Although mental health provider availability was only weakly associated with drinking in our model, areas with more providers also reported higher rates of drug overdose and excessive drinking. This may reflect better detection and documentation in areas with stronger healthcare infrastructure, rather than higher actual prevalence. These findings underscore the need to improve access to care in underserved areas—not only to provide treatment, but also to ensure early identification and intervention.
Discussion
Although rurality itself is not a strong direct predictor of substance-related harms, many structural conditions common in rural and underserved areas—like poverty, lack of healthcare access, higher disability rates, and chronic illness—are strongly linked to worse outcomes in drug overdose, alcohol-impaired driving, and excessive drinking. These findings suggest that it’s not living in a rural area that increases risk, but rather the social and economic challenges that often come with it. Addressing these root causes is essential for reducing substance-related harms in these communities.
Limitations
This analysis has a few limitations that should be considered while interpreting the results.
First, missing data on race, ethnicity, and the response variables can bias results and diminish disparities among specific demographics such as American Indians and Alaska Native populations. Additionally, some substance abuse measurements require self-reporting which often leads to underreporting due to recall bias and stigmas leading to possibly underestimating total harm.
Next, data quality and coverage in rural areas are concerning. The response variables drug overdose deaths was missing many values within the center of the United States often in rural, unaccounted for areas. These places lack healthcare access because of missing infrastructure which can limit analysis accuracy. Because of this, communities high at risk may be overlooked.
Lastly, the analysis is only observational which means we can only make inferences based on cold data. This misses the mechanisms behind predictor and outcome variables leading to correlation based claims over causal relationships. Many of the predictor variables are also interrelated meaning it’s extremely hard to isolate individual effects of predictors on the outcomes.
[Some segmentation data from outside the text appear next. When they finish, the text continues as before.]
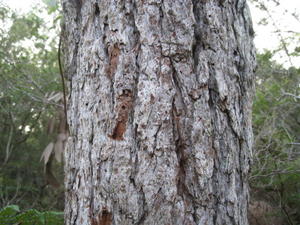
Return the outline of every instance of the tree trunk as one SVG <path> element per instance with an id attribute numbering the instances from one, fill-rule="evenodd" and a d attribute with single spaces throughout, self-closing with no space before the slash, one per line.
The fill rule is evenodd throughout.
<path id="1" fill-rule="evenodd" d="M 245 0 L 62 0 L 66 224 L 247 225 Z"/>

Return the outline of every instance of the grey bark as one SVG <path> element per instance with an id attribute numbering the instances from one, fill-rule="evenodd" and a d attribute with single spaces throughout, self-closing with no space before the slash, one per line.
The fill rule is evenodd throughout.
<path id="1" fill-rule="evenodd" d="M 66 224 L 247 225 L 245 0 L 62 0 Z"/>

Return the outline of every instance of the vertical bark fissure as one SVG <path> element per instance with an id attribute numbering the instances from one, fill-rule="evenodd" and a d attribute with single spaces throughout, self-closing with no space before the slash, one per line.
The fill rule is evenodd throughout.
<path id="1" fill-rule="evenodd" d="M 63 4 L 66 223 L 247 225 L 245 1 Z"/>

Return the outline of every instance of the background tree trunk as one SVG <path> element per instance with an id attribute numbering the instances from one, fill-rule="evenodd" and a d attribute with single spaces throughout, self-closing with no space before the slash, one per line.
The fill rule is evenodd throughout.
<path id="1" fill-rule="evenodd" d="M 66 224 L 247 225 L 245 0 L 62 0 Z"/>

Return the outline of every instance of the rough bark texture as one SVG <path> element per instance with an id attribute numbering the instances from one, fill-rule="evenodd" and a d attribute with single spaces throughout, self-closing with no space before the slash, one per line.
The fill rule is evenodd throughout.
<path id="1" fill-rule="evenodd" d="M 247 225 L 245 0 L 62 0 L 66 224 Z"/>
Altogether, these limitations show the need for cautious interpretations of the data and the need for further causal-based research.
References
American Addiction Centers. (2025, March 31). Addiction statistics & demographics. American Addiction Centers. Retrieved from https://americanaddictioncenters.org/rehab-guide/addiction-statistics-demographics. Accessed July 23, 2025.
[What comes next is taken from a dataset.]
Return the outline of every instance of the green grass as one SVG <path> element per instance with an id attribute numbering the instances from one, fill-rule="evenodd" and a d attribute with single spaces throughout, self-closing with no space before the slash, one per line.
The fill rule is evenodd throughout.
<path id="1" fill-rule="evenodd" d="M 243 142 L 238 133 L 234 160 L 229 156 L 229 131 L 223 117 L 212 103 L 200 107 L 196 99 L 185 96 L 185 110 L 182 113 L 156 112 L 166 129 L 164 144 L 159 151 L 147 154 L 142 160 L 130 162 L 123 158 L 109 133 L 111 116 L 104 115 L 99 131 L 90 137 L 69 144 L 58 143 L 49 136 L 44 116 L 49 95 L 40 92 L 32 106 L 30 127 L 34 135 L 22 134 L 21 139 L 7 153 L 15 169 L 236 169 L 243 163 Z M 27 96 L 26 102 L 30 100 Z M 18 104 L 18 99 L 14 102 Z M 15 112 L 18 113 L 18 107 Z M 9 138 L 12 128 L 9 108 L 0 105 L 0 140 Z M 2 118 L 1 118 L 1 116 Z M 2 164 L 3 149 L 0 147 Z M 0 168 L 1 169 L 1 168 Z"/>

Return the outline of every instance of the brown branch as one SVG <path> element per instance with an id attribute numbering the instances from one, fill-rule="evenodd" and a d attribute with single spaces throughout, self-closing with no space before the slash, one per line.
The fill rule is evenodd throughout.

Centers for Disease Control and Prevention. (2024, January 23). Overdose prevention strategies. U.S. Department of Health & Human Services. Retrieved from https://www.cdc.gov/overdose-prevention/prevention/index.html. Accessed July 23, 2025.
Hoffman, K. L., Milazzo, F., Williams, N. T., Samples, H., Olfson, M., Diaz, I., … Rudolph, K. E. (2024). Independent and joint contributions of physical disability and chronic pain to incident opioid use disorder and opioid overdose among Medicaid patients. Psychological Medicine, 54(7), 1419–1430. doi:10.1017/S003329172300332X.